La réponse de la Ministre

Madame la Députée, ma réponse sera assez longue, compte tenu des enjeux en question.

Dès ma prise de fonction, j’ai été très sensible à cette problématique qui, comme vous le savez certainement, n’est pas neuve et a été soulevée dans d’autres pays comme les États-Unis depuis de nombreuses années. J’ai très rapidement demandé à mon administration de prendre différentes mesures afin de s’assurer que les terrains en synthétique subsidiés par la Région wallonne respectent les normes strictes rencontrant les recommandations émises par les dernières études scientifiques portant sur le sujet, dont celle formulée par l’Agence européenne des produits chimiques en 2017.

Cette étude est, pour l’instant, l’étude de référence en Europe sur le sujet.  Ainsi, lors de ma prise de fonction, le cadre normatif qui était d’application pour les terrains de sport en synthétique n’abordait pas les concentrations autorisées en matière de HAP, les hydrocarbures aromatiques polycycliques, et seules les normes européennes REACH s’imposaient d’elles-mêmes aux constructeurs. On parle bien des billes de remplissage et pas des terrains en tant que tels.

L’actualisation de ce cadre normatif wallon, dont la dernière version date de 2013, nous permet maintenant d’imposer des normes plus strictes en Wallonie pour l’ensemble des terrains subsidiés.

Pour rappel, le cahier des charges pour l’actualisation de ce cadre a été finalisé fin 2017; on l’attendait dans courant de l’année 2018. La réactualisation de ce cadre par l’administration wallonne était toujours en cours au moment du tournage de l’émission Questions à la Une diffusée voici quelques jours par la RTBF. 

Ces résultats me sont parvenus à la veille du congé de Toussaint.

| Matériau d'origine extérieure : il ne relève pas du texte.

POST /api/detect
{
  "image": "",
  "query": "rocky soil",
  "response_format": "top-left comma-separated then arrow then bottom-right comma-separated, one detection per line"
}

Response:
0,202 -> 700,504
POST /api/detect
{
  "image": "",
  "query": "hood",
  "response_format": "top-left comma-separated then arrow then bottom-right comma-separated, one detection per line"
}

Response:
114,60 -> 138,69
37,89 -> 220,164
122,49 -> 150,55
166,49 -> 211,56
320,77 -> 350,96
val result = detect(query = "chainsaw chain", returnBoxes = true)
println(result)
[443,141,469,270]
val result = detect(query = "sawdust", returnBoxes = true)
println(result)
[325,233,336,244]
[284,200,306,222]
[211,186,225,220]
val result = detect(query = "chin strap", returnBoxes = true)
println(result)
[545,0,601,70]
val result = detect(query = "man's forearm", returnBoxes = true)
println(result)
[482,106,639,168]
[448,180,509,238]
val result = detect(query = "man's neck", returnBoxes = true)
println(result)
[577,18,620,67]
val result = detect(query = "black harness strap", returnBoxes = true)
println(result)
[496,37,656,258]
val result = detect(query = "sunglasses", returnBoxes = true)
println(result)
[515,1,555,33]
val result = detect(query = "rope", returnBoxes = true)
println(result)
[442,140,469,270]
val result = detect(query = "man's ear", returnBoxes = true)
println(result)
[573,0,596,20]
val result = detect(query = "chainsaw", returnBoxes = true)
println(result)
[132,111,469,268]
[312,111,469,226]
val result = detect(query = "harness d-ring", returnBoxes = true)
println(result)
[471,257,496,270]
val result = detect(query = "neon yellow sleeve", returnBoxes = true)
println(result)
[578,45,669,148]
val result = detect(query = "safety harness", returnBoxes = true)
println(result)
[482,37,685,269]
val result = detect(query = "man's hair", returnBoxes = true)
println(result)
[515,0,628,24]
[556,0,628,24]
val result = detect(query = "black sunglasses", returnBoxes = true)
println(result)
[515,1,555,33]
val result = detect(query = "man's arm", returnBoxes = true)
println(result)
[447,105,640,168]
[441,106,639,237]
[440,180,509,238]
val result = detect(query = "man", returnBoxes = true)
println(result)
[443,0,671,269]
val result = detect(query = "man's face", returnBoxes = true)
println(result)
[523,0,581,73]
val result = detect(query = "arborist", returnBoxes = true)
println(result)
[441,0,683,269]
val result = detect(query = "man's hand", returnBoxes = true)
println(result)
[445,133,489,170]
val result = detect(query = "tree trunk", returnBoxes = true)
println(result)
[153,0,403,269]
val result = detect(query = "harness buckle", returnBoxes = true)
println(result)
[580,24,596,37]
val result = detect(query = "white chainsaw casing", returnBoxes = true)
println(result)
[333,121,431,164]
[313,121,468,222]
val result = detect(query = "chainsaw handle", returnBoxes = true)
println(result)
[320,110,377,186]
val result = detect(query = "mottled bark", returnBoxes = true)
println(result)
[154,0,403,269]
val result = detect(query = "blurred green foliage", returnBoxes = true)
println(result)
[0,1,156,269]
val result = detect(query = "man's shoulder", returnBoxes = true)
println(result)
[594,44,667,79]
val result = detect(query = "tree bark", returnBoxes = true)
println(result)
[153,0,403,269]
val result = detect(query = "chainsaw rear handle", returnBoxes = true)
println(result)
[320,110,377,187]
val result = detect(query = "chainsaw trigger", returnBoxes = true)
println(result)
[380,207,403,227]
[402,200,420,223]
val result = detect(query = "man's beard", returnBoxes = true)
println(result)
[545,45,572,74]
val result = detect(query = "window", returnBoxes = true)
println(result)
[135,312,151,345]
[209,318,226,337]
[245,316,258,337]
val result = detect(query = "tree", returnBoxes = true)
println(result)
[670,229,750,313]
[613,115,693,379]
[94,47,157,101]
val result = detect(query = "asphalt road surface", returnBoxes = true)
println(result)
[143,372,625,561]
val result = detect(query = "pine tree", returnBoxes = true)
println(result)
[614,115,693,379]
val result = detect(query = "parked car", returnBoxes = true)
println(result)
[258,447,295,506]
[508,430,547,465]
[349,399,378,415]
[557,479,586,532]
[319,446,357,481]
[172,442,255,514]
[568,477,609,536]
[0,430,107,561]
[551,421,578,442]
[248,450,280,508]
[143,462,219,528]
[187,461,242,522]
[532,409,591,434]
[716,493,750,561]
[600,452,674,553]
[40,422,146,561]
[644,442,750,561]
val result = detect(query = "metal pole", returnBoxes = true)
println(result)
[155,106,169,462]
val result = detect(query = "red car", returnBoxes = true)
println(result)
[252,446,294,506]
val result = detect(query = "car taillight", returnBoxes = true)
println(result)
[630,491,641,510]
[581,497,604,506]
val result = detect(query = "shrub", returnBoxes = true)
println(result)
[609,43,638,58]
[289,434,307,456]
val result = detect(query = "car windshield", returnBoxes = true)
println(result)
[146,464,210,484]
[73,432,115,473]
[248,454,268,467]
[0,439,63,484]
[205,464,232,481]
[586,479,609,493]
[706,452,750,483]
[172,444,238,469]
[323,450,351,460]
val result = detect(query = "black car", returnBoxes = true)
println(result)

Je les ai immédiatement communiqués en date du 25 octobre, lors d’une conférence de presse ayant pour objectif de présenter les nouvelles dispositions prises par la Wallonie afin d’encadrer au mieux la conception de ces terrains. Il y a eu plusieurs questions parlementaires sur le sujet et j’ai chaque fois précisé les objectifs :actualisation du cadre normatif, guide de recommandations – j’y reviendrai. 

Je me permets toutefois une incise au sujet de l’émission en question et je souhaite vous faire part de mon indignation quant au déroulement de l’interview à charge et emprunte d’agressivité que j’avais dénoncée tout de suite après le tournage, bien avant sa diffusion. Il y a, selon moi, des règles déontologiques qu’il convient de respecter et qui, sous le couvert de sensationnalisme, ont été volontairement laissées de côté.

Pour en revenir au sujet qui nous importe, les études réalisées par les organismes reconnus et officiels, telle l’Agence européenne des produits chimiques, sont rassurantes. L’ECHA conclut ainsi que l’exposition aux granules de caoutchouc recyclés est tout au plus très peu préoccupante et ne trouve aucune raison de déconseiller la pratique de sport sur de tels terrains. Les différents contacts pris avec la ministre fédérale de la Santé, Mme De Block, vont également dans ce sens.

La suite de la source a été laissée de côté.